Another Democrat on Lieberman

A Connecticut reader writes:

I disagreed with Lieberman on Iraq, I disagreed with him on the bankruptcy bill and on social security (I give some slack for cloture on Alito) and most especially when he scolded any Democrats who would criticize Bush's prosecution of the war in Iraq. That last really set my skin on edge, when a pol sets himself up as the arbiter of what is or is not acceptable in political speech it seems to me they arrogate a bit too much power to themselves.

But the day I knew that I would vote for Lamont was the day that Lieberman started to criticize the voters for daring to vote against him, setting the primary up in effect as a litmus test as to whether [his alleged] deviation from Democratic orthodoxy would be permitted, whether the Democrats were still tolerant of free-thinkers. First, it was an obvious lie — many Democrats supported the war in Iraq and some still do. But second, it was Lieberman  attempting to tell us, the voters, the basis on which we should vote.
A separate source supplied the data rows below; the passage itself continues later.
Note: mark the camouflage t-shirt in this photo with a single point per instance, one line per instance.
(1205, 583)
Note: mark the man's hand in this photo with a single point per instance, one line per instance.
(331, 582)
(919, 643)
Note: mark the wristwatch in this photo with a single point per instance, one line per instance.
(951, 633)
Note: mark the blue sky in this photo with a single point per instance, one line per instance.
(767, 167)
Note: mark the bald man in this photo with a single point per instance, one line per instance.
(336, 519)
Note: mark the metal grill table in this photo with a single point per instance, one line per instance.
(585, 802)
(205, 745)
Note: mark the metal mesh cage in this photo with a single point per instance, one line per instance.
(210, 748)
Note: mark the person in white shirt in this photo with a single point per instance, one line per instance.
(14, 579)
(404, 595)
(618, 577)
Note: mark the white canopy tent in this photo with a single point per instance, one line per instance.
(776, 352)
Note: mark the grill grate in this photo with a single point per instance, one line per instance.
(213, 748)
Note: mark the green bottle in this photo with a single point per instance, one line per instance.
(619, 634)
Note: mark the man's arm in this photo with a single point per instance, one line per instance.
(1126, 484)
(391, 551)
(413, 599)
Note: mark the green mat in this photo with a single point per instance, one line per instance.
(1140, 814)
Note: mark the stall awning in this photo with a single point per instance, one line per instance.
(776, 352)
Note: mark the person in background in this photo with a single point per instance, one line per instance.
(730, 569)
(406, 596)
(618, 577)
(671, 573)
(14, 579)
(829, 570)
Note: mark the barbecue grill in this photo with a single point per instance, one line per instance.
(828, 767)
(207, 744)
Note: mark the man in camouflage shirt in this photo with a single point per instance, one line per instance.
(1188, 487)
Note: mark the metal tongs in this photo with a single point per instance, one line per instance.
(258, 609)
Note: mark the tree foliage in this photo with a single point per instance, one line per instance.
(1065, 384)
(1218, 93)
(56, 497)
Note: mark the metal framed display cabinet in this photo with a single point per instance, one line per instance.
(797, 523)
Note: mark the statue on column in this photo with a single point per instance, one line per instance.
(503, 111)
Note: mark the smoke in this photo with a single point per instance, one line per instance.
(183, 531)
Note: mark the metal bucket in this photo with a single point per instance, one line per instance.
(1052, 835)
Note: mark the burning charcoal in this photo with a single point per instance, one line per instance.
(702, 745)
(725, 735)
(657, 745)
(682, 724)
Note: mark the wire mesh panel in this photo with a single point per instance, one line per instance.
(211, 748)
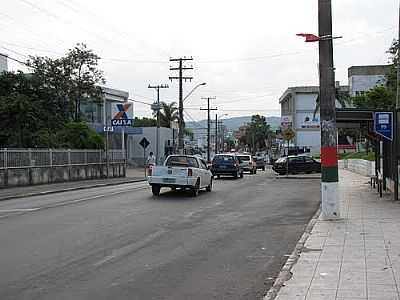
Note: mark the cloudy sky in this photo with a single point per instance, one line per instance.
(246, 51)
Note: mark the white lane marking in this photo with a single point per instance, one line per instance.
(19, 209)
(27, 210)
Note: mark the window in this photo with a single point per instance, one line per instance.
(308, 159)
(223, 158)
(182, 161)
(203, 164)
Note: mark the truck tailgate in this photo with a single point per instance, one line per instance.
(170, 171)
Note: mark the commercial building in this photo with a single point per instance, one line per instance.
(300, 110)
(364, 78)
(3, 63)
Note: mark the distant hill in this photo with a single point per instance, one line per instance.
(235, 123)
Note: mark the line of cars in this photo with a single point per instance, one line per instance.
(191, 172)
(296, 164)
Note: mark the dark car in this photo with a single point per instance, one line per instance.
(297, 164)
(226, 164)
(260, 162)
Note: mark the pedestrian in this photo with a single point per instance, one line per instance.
(150, 162)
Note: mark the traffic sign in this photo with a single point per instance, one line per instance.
(144, 143)
(121, 117)
(383, 124)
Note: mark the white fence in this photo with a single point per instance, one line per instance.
(28, 158)
(37, 166)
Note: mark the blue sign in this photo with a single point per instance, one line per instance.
(121, 122)
(383, 124)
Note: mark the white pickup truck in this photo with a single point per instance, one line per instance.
(181, 172)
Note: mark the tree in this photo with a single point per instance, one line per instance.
(380, 97)
(258, 133)
(168, 114)
(71, 79)
(144, 122)
(78, 135)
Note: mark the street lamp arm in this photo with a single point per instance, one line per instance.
(191, 92)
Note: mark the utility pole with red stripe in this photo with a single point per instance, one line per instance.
(329, 162)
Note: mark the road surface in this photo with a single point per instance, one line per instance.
(120, 242)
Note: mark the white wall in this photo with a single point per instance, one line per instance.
(363, 83)
(136, 150)
(3, 64)
(306, 101)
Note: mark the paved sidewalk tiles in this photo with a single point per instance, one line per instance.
(357, 257)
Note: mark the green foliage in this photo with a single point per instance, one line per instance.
(258, 133)
(188, 132)
(379, 97)
(144, 122)
(37, 109)
(168, 114)
(71, 79)
(358, 155)
(78, 135)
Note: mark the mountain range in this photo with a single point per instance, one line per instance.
(236, 122)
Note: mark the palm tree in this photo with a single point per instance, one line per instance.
(342, 97)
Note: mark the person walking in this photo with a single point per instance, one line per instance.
(150, 162)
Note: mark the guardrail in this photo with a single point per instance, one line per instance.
(36, 166)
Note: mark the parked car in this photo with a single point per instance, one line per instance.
(226, 164)
(181, 172)
(260, 162)
(247, 163)
(297, 164)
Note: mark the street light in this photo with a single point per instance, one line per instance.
(216, 132)
(191, 92)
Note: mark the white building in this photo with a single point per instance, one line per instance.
(364, 78)
(299, 109)
(3, 63)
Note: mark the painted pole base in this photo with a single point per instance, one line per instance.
(330, 201)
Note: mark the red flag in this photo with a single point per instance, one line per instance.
(309, 37)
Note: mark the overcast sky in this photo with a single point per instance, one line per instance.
(246, 51)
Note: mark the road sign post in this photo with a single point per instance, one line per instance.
(144, 143)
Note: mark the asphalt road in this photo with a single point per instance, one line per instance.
(121, 243)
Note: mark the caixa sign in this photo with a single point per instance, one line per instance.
(122, 114)
(121, 122)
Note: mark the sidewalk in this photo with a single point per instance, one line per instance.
(132, 175)
(355, 258)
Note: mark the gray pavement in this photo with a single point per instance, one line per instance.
(357, 257)
(132, 175)
(119, 242)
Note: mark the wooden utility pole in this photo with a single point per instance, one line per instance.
(180, 78)
(329, 163)
(157, 110)
(208, 125)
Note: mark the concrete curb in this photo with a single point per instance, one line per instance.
(68, 189)
(285, 274)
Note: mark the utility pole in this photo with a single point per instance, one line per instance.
(208, 109)
(329, 164)
(396, 122)
(216, 133)
(157, 110)
(180, 78)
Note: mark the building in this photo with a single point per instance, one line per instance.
(364, 78)
(3, 63)
(300, 111)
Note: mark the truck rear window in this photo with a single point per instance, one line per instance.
(182, 161)
(223, 158)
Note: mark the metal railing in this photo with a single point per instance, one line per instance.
(29, 158)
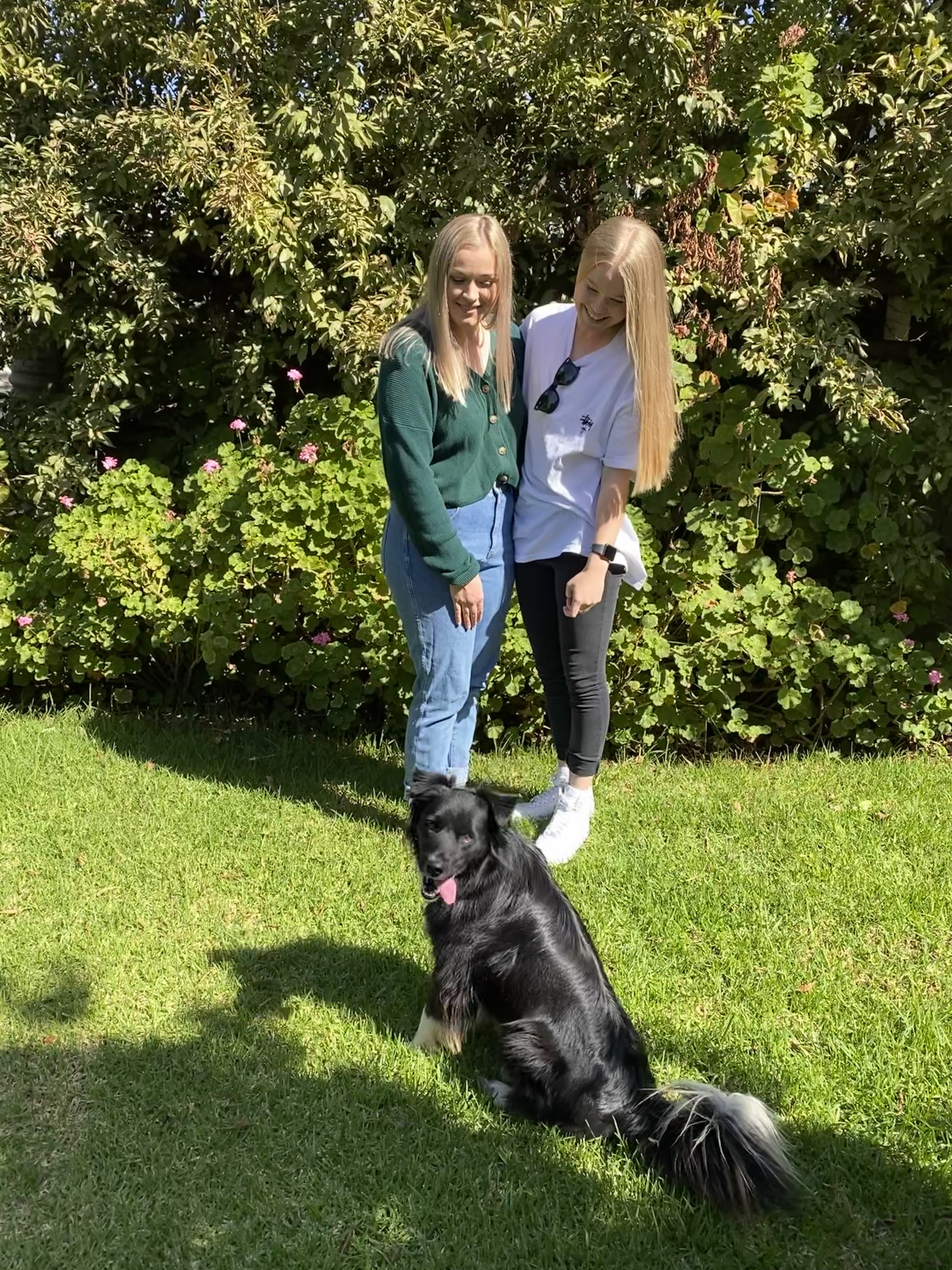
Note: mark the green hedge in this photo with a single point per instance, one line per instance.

Setting himself up as indispensable (someone should remind him of De Gaulle's line about the cemeteries being full of irreplaceable men) and stating the terms on which his defeat would have to be evaluated.

The sheer preening self-righteousness and arrogance of this was staggering. Is this really how the man thinks? This is the guy whose great asset is "character?" And then to see the Washington Democratic Party rally around him and this argument. What do they think they are, the Central Committee of some authoritarian party that determines the list of candidates for whom voters are allowed to cast a rubber stamp ballot?

And listening to Lieberman's speech last night — "carry on for the good of the country" — was to hear a man who has so conflated his career with public policy that I thank God that someone so mendaciously delusional was never a heartbeat away from the presidency.

I voted for Lieberman in the past. He has become a walking testimony to the need for term limits.